Marie Jay entre trac et joie avant son premier Paléo
Quelques minutes avant de monter sur la scène du Club Tent, Marie Jay oscillait entre deux émotions impossibles à départager : le trac et la joie. L’artiste suisse s’apprêtait à vivre son tout premier concert à Paléo, une étape importante qu’elle voulait savourer malgré la pression.
« Je suis méga stressée et je m’autodigère de stress », confie-t-elle avec son franc-parler habituel au micro de One FM. Une nervosité qui ne parvient toutefois pas à masquer son enthousiasme.
« En même temps, je suis trop heureuse et reconnaissante de cocher cette étape. Chaque minute qui passe, je me concentre pour me dire : “OK, je suis stressée, mais il va falloir que je profite de ce moment parce que je ne vais jamais l’oublier.” »

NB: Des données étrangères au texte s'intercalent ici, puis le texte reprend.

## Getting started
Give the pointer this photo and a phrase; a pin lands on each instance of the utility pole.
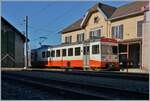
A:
(26, 32)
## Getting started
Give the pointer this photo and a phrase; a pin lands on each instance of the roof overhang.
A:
(88, 13)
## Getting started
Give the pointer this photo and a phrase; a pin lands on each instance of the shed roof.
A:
(106, 9)
(16, 30)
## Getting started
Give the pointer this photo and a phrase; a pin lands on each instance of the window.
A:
(117, 32)
(96, 20)
(52, 53)
(43, 54)
(57, 53)
(95, 49)
(86, 50)
(95, 34)
(139, 28)
(77, 51)
(63, 52)
(106, 49)
(48, 53)
(68, 39)
(80, 37)
(70, 51)
(115, 49)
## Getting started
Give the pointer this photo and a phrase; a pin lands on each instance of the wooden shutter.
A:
(139, 28)
(113, 31)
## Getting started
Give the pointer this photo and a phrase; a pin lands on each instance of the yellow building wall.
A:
(73, 34)
(129, 26)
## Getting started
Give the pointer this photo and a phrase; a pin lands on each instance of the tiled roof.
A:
(74, 26)
(107, 10)
(110, 12)
(128, 9)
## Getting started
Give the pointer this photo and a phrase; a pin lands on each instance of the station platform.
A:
(53, 69)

Des fans qui adoptent le look de Marie Jay
En plus de sa signature vocale et de ses textes directs, Marie Jay possède un univers visuel particulièrement reconnaissable. Barrettes, vestes Adidas et couleurs vives : certaines spectatrices vont même jusqu’à reprendre ses tenues pour assister à ses concerts.
Une forme de « cosplay » qui touche beaucoup l’artiste, elle-même habituée à se mettre dans l’ambiance lorsqu’elle assiste aux concerts de ses artistes préférés.
« Je suis allée voir Billie Eilish habillée en vert fluo il y a quatre ou cinq ans à Zurich. Je suis aussi allée voir Mika déguisée plusieurs fois », raconte-t-elle. « Je sais ce que ça fait d’aimer un artiste et de se dire qu’on va se mettre dans le mood pour son concert. Ça me touche trop que des gens fassent ça pour mon projet. »
« Le rose c’est has-been », même à Estavayer et Toulouse
Marie Jay accompagne actuellement son nouvel EP, Le rose c’est has-been, avec une série de concerts en Suisse et en France. Une tournée qui doit notamment passer par Estavayer et Toulouse, deux villes dont l’identité est pourtant étroitement liée à la couleur rose.
Comment compte-t-elle expliquer le titre de son EP sur place ? Avec une stratégie bien précise : éviter le sujet.
« Je pense que je vais faire un déni du sujet. Si on ne me confronte pas directement, je vais essayer de faire passer cette petite punchline entre les mailles du filet », plaisante-t-elle.
Un show avec de la danse, des guitares et beaucoup de jaune
Pour son passage au Club Tent, Marie Jay avait préparé un spectacle plus étoffé que sur certaines autres dates de sa tournée. Habituellement accompagnée par trois musiciens, elle avait invité un guitariste supplémentaire pour Paléo.
Au programme : des synthétiseurs, des guitares électriques, une keytar, de la danse et même une nouvelle chorégraphie apprise spécialement pour l’occasion.
« Il y aura de la danse, de la musique, du spectacle et beaucoup de jaune, parce que le rose, c’est has-been. T’as capté ! »
La scène du Club Tent possède également une signification particulière pour elle. C’est à cet endroit qu’elle avait découvert Angèle en concert, plusieurs années auparavant, avant même d’avoir écouté ses chansons sur les plateformes.
Le disque qu’elle emporterait sur une île déserte
Pour terminer l’interview, Marie Jay a répondu à une question qu’on ne lui poserait jamais assez souvent selon elle: quel disque emporterait-elle sur une île déserte ?
Son choix est aussi assumé qu’inattendu : la bande originale de Mamma Mia 2.
« Ce qui est hyper horrible comme réponse, parce que ce ne sont même pas les versions originales d’ABBA et que personne n’a aimé le deuxième film », reconnaît-elle en riant. « Mais je trouve que ce sont de super musiques pour être de bonne humeur ! »
Une réponse à l’image de Marie Jay : spontanée, drôle et sans filtre. Quelques instants plus tard, l’artiste montait sur la scène du Club Tent pour une heure de concert devant le public de Paléo.